Dyer shared the Garland plant’s lean-transformation beginnings during the ASQ world conference held in May. He was joined by consultant Denis Devos, Devos Associates, who Dyer said provided the facility with some much-needed expertise in lean and change management.

The Garland plant makes detergent blocks for commercial dishwashers, as well as industrial cleaners.

In part their message was one that has been shared before: Creating a lean culture requires a sustained process and consistent message, not simply a workshop  -- or even a series of workshops. And while the change may begin with the plant manager, it requires commitment from the entire workforce.

Dyer and Devos bolstered that message with specifics efforts undertaken at the Garland plant.

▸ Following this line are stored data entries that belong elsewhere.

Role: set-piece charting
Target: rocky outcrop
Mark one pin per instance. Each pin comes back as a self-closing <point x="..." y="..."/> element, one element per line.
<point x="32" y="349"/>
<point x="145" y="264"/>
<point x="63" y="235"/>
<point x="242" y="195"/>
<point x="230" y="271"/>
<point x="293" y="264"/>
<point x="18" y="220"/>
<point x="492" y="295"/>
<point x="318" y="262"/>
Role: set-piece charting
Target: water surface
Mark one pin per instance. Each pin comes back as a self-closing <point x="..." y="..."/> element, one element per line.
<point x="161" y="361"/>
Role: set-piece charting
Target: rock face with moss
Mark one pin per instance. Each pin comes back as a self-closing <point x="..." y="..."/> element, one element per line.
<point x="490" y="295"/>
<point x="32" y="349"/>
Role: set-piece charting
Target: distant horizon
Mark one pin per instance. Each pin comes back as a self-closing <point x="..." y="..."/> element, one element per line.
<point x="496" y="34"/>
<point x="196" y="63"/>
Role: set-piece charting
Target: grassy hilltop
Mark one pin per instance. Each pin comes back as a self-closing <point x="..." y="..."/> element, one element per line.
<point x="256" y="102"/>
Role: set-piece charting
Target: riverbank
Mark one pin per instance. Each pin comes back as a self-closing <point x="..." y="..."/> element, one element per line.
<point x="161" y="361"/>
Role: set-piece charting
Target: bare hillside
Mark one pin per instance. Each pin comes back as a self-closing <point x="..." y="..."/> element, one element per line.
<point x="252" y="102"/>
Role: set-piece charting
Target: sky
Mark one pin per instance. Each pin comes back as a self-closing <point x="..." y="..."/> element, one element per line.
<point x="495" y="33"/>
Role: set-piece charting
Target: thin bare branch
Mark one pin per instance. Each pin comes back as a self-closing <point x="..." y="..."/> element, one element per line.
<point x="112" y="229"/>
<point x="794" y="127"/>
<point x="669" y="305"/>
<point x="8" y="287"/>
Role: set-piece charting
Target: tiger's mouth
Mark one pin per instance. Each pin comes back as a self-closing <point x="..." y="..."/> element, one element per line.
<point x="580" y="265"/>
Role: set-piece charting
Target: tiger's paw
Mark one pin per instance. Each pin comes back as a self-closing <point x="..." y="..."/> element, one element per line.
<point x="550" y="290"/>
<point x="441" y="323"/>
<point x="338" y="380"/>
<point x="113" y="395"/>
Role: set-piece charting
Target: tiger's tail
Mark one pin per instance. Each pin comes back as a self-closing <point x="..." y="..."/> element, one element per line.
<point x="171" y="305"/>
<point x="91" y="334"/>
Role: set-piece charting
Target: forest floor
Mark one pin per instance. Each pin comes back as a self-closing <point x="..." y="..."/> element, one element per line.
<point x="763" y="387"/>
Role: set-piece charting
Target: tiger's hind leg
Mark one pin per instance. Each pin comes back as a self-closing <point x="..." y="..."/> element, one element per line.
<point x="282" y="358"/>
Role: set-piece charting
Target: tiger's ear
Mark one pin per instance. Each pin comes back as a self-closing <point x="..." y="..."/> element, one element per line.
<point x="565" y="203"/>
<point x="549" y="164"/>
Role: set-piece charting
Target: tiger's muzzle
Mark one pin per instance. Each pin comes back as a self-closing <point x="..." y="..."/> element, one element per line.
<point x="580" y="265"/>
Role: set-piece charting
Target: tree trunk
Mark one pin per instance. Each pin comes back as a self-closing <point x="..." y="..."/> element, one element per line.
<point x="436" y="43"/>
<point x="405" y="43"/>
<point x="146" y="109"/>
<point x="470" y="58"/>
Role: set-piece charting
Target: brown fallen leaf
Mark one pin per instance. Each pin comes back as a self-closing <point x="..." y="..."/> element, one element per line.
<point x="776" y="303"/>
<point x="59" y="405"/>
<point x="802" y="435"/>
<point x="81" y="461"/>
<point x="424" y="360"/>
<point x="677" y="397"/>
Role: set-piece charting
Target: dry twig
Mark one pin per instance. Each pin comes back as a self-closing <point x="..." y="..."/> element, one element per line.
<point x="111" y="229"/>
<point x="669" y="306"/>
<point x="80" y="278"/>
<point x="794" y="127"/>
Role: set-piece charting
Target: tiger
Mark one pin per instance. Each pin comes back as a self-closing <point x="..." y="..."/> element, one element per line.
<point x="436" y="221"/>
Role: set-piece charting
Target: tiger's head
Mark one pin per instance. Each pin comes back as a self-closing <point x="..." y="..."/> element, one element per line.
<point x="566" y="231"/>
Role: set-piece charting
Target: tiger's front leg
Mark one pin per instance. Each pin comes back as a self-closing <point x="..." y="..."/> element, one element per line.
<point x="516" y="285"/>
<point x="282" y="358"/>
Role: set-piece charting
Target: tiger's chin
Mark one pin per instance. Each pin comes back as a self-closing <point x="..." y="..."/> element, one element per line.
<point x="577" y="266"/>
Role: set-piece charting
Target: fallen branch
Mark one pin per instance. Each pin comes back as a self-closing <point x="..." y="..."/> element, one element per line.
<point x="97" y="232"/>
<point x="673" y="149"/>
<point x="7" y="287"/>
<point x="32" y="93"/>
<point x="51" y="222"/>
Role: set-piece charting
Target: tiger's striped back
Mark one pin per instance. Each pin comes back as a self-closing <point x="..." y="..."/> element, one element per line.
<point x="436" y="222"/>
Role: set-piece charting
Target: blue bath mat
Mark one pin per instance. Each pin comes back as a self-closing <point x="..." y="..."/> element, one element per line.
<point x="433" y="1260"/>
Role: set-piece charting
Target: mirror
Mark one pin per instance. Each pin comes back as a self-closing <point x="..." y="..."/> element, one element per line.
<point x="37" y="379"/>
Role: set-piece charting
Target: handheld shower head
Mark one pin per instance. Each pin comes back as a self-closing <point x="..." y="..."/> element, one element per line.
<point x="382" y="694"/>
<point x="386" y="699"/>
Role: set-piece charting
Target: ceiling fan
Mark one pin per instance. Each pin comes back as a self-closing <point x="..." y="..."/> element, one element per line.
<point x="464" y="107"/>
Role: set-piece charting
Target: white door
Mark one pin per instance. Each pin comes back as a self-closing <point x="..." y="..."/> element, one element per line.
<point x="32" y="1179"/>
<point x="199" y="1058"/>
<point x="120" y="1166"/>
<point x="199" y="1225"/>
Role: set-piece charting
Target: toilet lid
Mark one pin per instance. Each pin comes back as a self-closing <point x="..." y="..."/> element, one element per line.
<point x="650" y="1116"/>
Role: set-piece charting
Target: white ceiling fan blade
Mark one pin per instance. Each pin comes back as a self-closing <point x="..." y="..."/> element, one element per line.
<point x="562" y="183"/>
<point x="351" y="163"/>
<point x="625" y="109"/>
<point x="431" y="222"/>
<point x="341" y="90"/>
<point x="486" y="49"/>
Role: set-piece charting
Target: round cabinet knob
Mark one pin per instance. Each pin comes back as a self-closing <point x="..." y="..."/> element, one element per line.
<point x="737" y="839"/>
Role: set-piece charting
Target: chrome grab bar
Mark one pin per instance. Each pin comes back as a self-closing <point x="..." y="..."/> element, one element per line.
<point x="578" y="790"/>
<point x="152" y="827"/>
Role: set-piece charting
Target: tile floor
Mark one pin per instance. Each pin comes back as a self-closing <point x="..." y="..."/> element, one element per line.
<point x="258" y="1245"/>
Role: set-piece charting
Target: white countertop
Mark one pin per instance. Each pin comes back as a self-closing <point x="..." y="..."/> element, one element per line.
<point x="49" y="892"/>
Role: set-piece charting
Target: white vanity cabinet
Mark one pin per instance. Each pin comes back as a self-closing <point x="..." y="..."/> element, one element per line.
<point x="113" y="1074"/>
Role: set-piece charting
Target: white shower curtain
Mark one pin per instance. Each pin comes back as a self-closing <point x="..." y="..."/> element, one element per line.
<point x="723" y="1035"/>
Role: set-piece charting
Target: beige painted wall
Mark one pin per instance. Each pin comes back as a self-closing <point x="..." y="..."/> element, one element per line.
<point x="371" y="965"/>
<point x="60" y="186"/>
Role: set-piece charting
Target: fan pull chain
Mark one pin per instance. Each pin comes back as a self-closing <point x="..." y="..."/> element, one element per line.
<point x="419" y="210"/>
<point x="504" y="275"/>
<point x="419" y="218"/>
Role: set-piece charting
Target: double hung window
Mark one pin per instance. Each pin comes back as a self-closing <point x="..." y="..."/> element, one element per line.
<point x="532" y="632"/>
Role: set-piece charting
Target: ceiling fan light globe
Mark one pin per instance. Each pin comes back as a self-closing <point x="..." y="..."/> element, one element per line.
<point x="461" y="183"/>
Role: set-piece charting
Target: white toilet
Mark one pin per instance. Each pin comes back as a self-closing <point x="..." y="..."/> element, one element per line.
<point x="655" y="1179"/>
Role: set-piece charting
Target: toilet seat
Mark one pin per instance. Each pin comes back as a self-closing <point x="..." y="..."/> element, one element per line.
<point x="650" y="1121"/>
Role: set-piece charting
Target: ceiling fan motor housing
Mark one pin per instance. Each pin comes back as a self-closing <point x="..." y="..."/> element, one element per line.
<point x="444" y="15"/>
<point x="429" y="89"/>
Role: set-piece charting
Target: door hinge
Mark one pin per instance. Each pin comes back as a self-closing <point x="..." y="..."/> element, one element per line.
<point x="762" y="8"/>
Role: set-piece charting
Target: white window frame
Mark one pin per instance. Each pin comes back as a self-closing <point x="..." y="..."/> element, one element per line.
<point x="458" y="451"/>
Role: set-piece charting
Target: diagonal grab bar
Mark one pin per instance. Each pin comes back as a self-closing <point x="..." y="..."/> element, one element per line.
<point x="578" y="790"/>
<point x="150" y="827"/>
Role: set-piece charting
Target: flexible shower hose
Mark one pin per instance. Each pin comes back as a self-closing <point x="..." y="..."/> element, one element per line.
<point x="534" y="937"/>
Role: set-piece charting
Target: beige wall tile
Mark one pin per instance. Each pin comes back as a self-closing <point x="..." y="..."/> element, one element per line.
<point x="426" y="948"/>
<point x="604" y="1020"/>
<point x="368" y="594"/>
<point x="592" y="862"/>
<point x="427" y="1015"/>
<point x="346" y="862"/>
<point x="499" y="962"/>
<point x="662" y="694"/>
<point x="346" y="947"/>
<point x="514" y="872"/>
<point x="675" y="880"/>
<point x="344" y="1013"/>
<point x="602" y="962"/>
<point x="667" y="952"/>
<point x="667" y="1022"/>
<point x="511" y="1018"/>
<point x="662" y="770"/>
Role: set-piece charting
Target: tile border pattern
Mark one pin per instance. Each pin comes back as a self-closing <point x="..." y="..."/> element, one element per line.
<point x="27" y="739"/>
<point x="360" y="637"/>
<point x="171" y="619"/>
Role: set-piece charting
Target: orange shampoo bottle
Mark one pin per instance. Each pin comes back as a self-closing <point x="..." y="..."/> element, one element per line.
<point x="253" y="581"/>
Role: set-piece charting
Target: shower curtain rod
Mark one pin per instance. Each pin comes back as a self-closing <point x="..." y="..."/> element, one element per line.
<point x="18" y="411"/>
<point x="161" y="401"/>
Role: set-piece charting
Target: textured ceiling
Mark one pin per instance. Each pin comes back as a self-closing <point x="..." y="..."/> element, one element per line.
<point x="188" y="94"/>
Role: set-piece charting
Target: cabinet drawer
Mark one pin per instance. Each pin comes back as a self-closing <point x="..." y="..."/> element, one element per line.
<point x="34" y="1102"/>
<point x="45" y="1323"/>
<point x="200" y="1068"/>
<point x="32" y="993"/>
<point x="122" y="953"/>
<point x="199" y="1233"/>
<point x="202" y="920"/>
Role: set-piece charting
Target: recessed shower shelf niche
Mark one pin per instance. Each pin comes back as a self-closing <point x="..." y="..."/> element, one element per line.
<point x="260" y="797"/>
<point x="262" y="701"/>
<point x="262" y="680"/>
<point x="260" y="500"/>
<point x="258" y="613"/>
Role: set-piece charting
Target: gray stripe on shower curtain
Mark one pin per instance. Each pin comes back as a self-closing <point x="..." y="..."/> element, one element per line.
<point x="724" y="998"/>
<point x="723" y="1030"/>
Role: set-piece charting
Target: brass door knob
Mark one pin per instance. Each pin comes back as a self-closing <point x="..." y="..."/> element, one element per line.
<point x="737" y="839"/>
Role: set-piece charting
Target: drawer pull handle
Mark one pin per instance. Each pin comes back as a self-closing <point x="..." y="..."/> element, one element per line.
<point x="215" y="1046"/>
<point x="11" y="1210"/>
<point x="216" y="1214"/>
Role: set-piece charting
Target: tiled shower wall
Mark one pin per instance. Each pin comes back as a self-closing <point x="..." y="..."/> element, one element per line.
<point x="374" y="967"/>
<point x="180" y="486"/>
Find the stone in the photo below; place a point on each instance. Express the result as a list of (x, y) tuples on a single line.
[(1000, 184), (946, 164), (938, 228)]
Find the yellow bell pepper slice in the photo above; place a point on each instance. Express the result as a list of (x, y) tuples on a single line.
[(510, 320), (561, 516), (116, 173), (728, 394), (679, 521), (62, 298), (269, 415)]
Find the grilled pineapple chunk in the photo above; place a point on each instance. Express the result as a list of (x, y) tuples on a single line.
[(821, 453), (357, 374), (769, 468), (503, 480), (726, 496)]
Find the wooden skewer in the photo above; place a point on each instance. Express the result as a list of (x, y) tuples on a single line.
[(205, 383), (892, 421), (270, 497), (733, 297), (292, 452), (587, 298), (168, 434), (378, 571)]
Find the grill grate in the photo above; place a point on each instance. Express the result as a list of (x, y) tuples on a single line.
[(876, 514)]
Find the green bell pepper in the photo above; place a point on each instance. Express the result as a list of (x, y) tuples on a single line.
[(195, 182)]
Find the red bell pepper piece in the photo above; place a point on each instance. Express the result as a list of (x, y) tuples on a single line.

They shared the early skepticism exhibited by the workforce, many of whom had “seen it all before” and questioned what would be different in the latest effort to introduce lean.

One difference was the introduction of clear measurable objectives, Dyer said. For example, Garland developed five key measurables based on the facility’s change priorities. Among those five keys: Reduce accidents from 12 to zero and increase delivery from 79% to 98%.

The leadership team also developed a vision for the facility, bolstered by seven values. Among the values: “I have the courage to challenge the norm, provide innovation and eliminate waste.”

“I strongly recommend you write them out and post them,” Dyer said. “Make them a focal point.”

Dyer said early and quick wins were important to overcoming a skeptical workforce and driving engagement -- as was selecting improvement efforts that supported the plant’s five key measurable goals. He said it was important also that employees develop solutions, even if reaching the solutions took longer.

“It is worth it to get buy in,” Dyer said.

No less important is accountability, the presenters said. Indeed,  Devos stated that any time he has seen trouble in an organization “there is a lack of accountability in the culture.”

At Garland, the emphasis on accountability translated to making expectations clear and then holding people accountable for results. That was bolstered by “relentless rewarding of proper behaviors” via public recognition and gift cards, for example.